Any FPS is real time provided that displayed frames represent what should be displayed at the very instant they are displayed.
The notion of real-time display is not really tied to a specific frame rate - it could be defined as the minimum frame rate at which movement is perceived as being continuous. So for slow moving objects in a visual frame (e.g. ships in a harbour, or stars in the night sky) a relatively slow frame rate might suffice, whereas for rapid movement (e.g. a racing car simulator) a much higher frame rate would be needed.
There is also a secondary consideration of latency. A real-time display must have sufficiently low latency in relation to other events (e.g. behaviour of a real-time simulation) that there is no perceptible lag in display updates.

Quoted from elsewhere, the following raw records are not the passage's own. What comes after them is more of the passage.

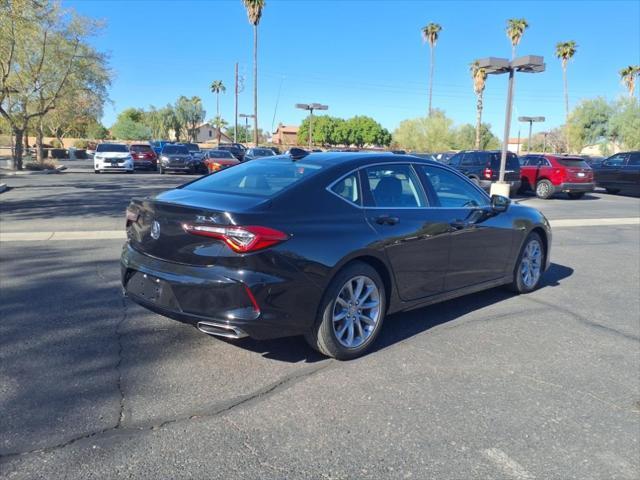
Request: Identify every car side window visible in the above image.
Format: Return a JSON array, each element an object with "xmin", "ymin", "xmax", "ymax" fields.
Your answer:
[
  {"xmin": 331, "ymin": 173, "xmax": 361, "ymax": 205},
  {"xmin": 421, "ymin": 165, "xmax": 489, "ymax": 208},
  {"xmin": 364, "ymin": 164, "xmax": 427, "ymax": 208}
]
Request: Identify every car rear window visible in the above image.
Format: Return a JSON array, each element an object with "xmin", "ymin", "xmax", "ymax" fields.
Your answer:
[
  {"xmin": 96, "ymin": 143, "xmax": 129, "ymax": 153},
  {"xmin": 162, "ymin": 145, "xmax": 189, "ymax": 155},
  {"xmin": 183, "ymin": 159, "xmax": 323, "ymax": 197},
  {"xmin": 491, "ymin": 153, "xmax": 520, "ymax": 171},
  {"xmin": 131, "ymin": 145, "xmax": 151, "ymax": 153},
  {"xmin": 557, "ymin": 158, "xmax": 589, "ymax": 168}
]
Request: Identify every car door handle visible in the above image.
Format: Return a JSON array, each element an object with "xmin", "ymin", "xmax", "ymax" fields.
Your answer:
[
  {"xmin": 449, "ymin": 220, "xmax": 470, "ymax": 230},
  {"xmin": 375, "ymin": 215, "xmax": 400, "ymax": 225}
]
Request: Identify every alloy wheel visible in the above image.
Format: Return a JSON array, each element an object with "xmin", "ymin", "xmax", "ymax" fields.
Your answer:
[
  {"xmin": 333, "ymin": 275, "xmax": 381, "ymax": 348},
  {"xmin": 519, "ymin": 239, "xmax": 542, "ymax": 289}
]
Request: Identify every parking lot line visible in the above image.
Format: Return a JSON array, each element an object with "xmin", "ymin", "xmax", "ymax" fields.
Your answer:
[{"xmin": 0, "ymin": 217, "xmax": 640, "ymax": 242}]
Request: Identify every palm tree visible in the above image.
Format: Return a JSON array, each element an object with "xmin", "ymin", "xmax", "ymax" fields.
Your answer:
[
  {"xmin": 422, "ymin": 23, "xmax": 442, "ymax": 116},
  {"xmin": 556, "ymin": 40, "xmax": 578, "ymax": 123},
  {"xmin": 471, "ymin": 61, "xmax": 487, "ymax": 150},
  {"xmin": 507, "ymin": 18, "xmax": 529, "ymax": 60},
  {"xmin": 209, "ymin": 80, "xmax": 227, "ymax": 117},
  {"xmin": 620, "ymin": 65, "xmax": 640, "ymax": 98},
  {"xmin": 242, "ymin": 0, "xmax": 266, "ymax": 145},
  {"xmin": 209, "ymin": 115, "xmax": 228, "ymax": 145}
]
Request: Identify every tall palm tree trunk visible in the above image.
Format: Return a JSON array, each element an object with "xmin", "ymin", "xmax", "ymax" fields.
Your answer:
[
  {"xmin": 253, "ymin": 25, "xmax": 258, "ymax": 147},
  {"xmin": 476, "ymin": 93, "xmax": 482, "ymax": 150},
  {"xmin": 429, "ymin": 46, "xmax": 434, "ymax": 116}
]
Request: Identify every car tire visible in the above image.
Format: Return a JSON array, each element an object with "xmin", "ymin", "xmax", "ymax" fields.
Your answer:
[
  {"xmin": 507, "ymin": 232, "xmax": 547, "ymax": 293},
  {"xmin": 305, "ymin": 262, "xmax": 387, "ymax": 360},
  {"xmin": 536, "ymin": 180, "xmax": 555, "ymax": 200}
]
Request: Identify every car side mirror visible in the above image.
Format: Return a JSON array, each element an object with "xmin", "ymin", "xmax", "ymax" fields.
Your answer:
[{"xmin": 491, "ymin": 195, "xmax": 511, "ymax": 213}]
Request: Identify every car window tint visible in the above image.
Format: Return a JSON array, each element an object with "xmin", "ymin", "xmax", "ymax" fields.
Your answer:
[
  {"xmin": 183, "ymin": 159, "xmax": 323, "ymax": 197},
  {"xmin": 627, "ymin": 153, "xmax": 640, "ymax": 167},
  {"xmin": 365, "ymin": 165, "xmax": 427, "ymax": 207},
  {"xmin": 421, "ymin": 165, "xmax": 489, "ymax": 208},
  {"xmin": 331, "ymin": 173, "xmax": 360, "ymax": 205}
]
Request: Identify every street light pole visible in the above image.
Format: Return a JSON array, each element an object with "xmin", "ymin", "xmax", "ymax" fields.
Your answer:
[
  {"xmin": 518, "ymin": 117, "xmax": 545, "ymax": 153},
  {"xmin": 476, "ymin": 55, "xmax": 545, "ymax": 197},
  {"xmin": 296, "ymin": 103, "xmax": 329, "ymax": 150}
]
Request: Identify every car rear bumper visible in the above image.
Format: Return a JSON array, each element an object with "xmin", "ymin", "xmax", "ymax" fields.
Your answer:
[
  {"xmin": 120, "ymin": 243, "xmax": 315, "ymax": 339},
  {"xmin": 555, "ymin": 182, "xmax": 596, "ymax": 193},
  {"xmin": 480, "ymin": 180, "xmax": 522, "ymax": 191}
]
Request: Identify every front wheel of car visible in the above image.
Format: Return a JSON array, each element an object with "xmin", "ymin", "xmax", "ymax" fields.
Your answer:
[
  {"xmin": 305, "ymin": 262, "xmax": 386, "ymax": 360},
  {"xmin": 536, "ymin": 180, "xmax": 553, "ymax": 200},
  {"xmin": 509, "ymin": 232, "xmax": 546, "ymax": 293}
]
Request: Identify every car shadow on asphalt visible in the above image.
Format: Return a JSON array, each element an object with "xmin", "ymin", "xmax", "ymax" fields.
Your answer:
[{"xmin": 224, "ymin": 263, "xmax": 573, "ymax": 363}]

That's not actually an easy question (even without taking into account differences between individulas).
Wikipedia has a good article explaining why. For what it's worth, I think cinema films run at 24fps so, if you're happy with that, that's what I'd consider realtime.
It depends on what exactly you are trying to do. For some purposes 1fps or even 2 spf (Seconds per frame) could be considered real-time. For others thats way too slow ...
That said, real-time means that it takes as long (or less) to process x frames as it would take to just present those x frames.
It depends.
automatic aircraft cannon - 1000 fps
monitoring - 10 - 15 fps
authentication - 1 fps
medical devices - 1 fph
I guess the term is used with different meanings in different contexts. In industrial image processing, real time processing is usually the opposite of offline processing. In offline processing applications, you record images (many of them) and process them at a later time. In real time processing, the system that acquires the images also processes them, at the same time, so the processing frame rate must not be higher than the acquisition frame rate.
Real-time means your implementation is fast enough to meet some deadline. The deadline is part of your system's specification. If it's an interactive UI and the users are not too picky, 15Hz update can be OK, although it can feel laggy. If you're using it to drive a car along the motorway 30Hz is about right. If it's a missile, well, maybe 100Hz?